In the end, to have a nice webapp, we ended up rewriting the R code into typescript. Julia don´t solve this also, as you have a hard time to set it up to communicate with other things. It seems that we can´t avoid the "2 or 3 languages" problem if you don´t use python.
Single functions and libraries can easily be imported in R, just like Python. It’s not necessary though, because the R community does a good job avoiding name conflicts (MASS aside).
I think the core issue is that the coordination benefits of having everyone use Python are overestimated, and the benefit of better statistical tools in R and SWE skilling up in statistics is underestimated.
The poorman package (on CRAN) implements a lot of tidyverse with no dependencies. Other packages that provide alternate implementations are datawizard and tidytable.
As someone who is a data analyst, I am constantly reminded of the huge amount of necessary context needed to trust results from any analysis. I know that I lack some of that context, yet I also know that so do my collaborators on mathematical or computational aspects. A Shiny app makes it easy to get something in the face of everyone so we all can come to a consensus about what is useful and actionable.
Data visualization! Web is the go-to format for interactive data visualizations nowadays. This package is targeted at other package developers looking to integrate the abundant wealth of React-based data viz libraries into R. Check out https://quarto.org/ for an example of a popular way users publish their data analyses as reports.

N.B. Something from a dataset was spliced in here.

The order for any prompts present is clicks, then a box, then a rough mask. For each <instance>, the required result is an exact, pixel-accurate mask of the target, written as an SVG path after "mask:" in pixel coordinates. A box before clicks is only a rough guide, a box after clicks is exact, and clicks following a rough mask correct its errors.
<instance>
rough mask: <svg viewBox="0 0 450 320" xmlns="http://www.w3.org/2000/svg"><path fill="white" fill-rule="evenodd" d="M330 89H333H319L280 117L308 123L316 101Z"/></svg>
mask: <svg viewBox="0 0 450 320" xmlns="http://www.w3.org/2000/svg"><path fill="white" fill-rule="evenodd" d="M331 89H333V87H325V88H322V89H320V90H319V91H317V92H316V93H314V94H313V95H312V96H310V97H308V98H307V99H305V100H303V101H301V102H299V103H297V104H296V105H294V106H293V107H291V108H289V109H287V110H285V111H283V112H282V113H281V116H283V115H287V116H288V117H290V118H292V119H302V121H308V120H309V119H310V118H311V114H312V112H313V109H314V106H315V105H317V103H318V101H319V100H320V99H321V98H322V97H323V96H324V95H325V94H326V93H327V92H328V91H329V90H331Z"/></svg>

(This package isn't really meant to be used directly by the typical user)
People who work with R for data analysis want to put their results on the web, even in the form of full web apps, without necessarily learning the full stack of front end technologies. Frameworks like Shiny offer the promise of writing web apps in the language they already know. In my experience watching this play out from the sidelines, it only ends in tears. But, technology progresses, and maybe it'll get better.
A bit of a tangent but this might be somewhat illuminating: I worked for a big utility company. They needed some economic analysis done on where to best put some transport pipes into the ground, macro granularity (eg smallest unit was a neighborhood).
The team that did the analysis apparently did a great job, so additional requirements were thrown their way: a frontend and an interactive planning module on designing the pipe networks on micro level (smallest unit was a single house)
A year later the absolute maniacs delivered the application. They only knew R and some html/js, so that's what they used.
Cursed as fuck of course, and because they were external they left short after. This was pretty bad for the people left holding the bag; I mostly found it awe inspiring in the "doom running on an electric toothbrush" kinda sense.